The New "Right To Life"

09 August 2011
Amidst all the doom and gloom this morning, some nice news for a change; Federal Finance Minister Penny Wong and her partner, Sophie Allouache, are expecting their first child (surely showing some confidence in the economy). Whilst it's no one's damn business how any child is conceived, unless the parents choose to say so, in this case Ms Wong has; thanking the IVF clinic and donor who have helped the couple to achieve their pregnancy.

Well, most people would think it lovely news anyway. But I'm sure talkback radio and the Murdoch press are soon to go into overdrive (edit: they already have) about the whole thing - two women having a baby together? Oh how icky, how unnatural. The more enlightened of them won't directly say such things, though - they'll dress it up in concern for the child. Such views aren't rare; take this piece from social activist Maggie Millar published in the Fairfax press last week. In writing that "Recent talk about the rights of gay and infertile couples, and some single women, to 'donor' conception and adoption emphasises adult entitlements at the expense of infants", Ms Millar confuses legal access to donor sperm and eggs with the horrific trade in human foetuses and live children. The heartbreaking trade in humans is something no one can condone, but Ms Millar and others like her apply the same moral standard to children conceived using donor eggs and sperm in this country. The rights of these children, Ms Millar declares, are overridden by the rights of the adults who wish to access donor reproductive technology.

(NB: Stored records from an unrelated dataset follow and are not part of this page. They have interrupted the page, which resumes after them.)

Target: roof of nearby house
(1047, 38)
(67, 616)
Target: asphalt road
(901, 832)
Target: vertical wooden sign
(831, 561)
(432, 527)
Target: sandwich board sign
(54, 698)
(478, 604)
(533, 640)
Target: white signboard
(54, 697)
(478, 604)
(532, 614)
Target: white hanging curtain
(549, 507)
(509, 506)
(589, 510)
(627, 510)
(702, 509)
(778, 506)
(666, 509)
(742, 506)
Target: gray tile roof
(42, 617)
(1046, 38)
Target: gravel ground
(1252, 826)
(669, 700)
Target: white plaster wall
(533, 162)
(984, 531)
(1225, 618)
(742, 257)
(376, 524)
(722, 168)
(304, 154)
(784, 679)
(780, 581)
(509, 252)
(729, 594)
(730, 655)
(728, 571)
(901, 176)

It's a complicated legal issue, but not one that is helped by simplistic "won't somebody think of the children?" pleas. To quote again from the article, "According to Australian ethicist Professor Margaret Somerville, no procedure should be embarked upon unless we can be absolutely certain that children conceived by various medical interventions will approve of what was done to them as infants when they reach adulthood." Normally I agree that no medical intervention should take place unless it is to the benefit of the child (I've written extensively over the years of my horror of circumcision). But in this case, lack of intervention wouldn't result in a different outcome for the child - but no child at all. Should we weigh up whether every child will deem their existence worthwhile before deciding if they should be born? I think many people deep down can't quite shake the idea that the souls of unborn children are floating around, ready to attach themselves to live babies; in this case, we are condemning these kids to a less-than-perfect family situation, and if things had just been a bit different, they could have gone to a loving house with a Mum, Dad and huge mortgage in the suburbs.

But it's simply the case that without such reproductive technology, they would never have been born; without the particular combination of DNA their existence, such as it may be, would not have commenced. It is heartbreaking to read the stories of young adults, frustrated in attempts to learn of their genetic heritage, feeling rejected by their biological parents. But when Ms Millar writes "To force any human being to forfeit their own reality...in order that someone else can live out their dream of parenthood is highly questionable", she fails to realise that for many of these children, without donor reproductive technology there simply would be no reality. They would never have existed.

So what is the answer here? We have to balance the rights of the young people using donor technologies, with yes the rights of adults to access the technology...and an acknowledgement that for most people in this country, being born is better than the alternative. Should young people be born at all cots? Of course not, otherwise we'd be going down the uncomfortable path of banning abortions. But on the other hand, children born through natural conception also do not get a say in whether they feel their existence has been worthwhile - and nor do we have social commentators huffing about whether they really should have been born. Is this all a smokescreen for saying not only that if you're not lucky enough to be straight and fertile you don't deserve to have kids, but that some children - the offspring of the fertile and monogamous - have more of a right to life than others? God I hope not, but it's hard to escape that conclusion.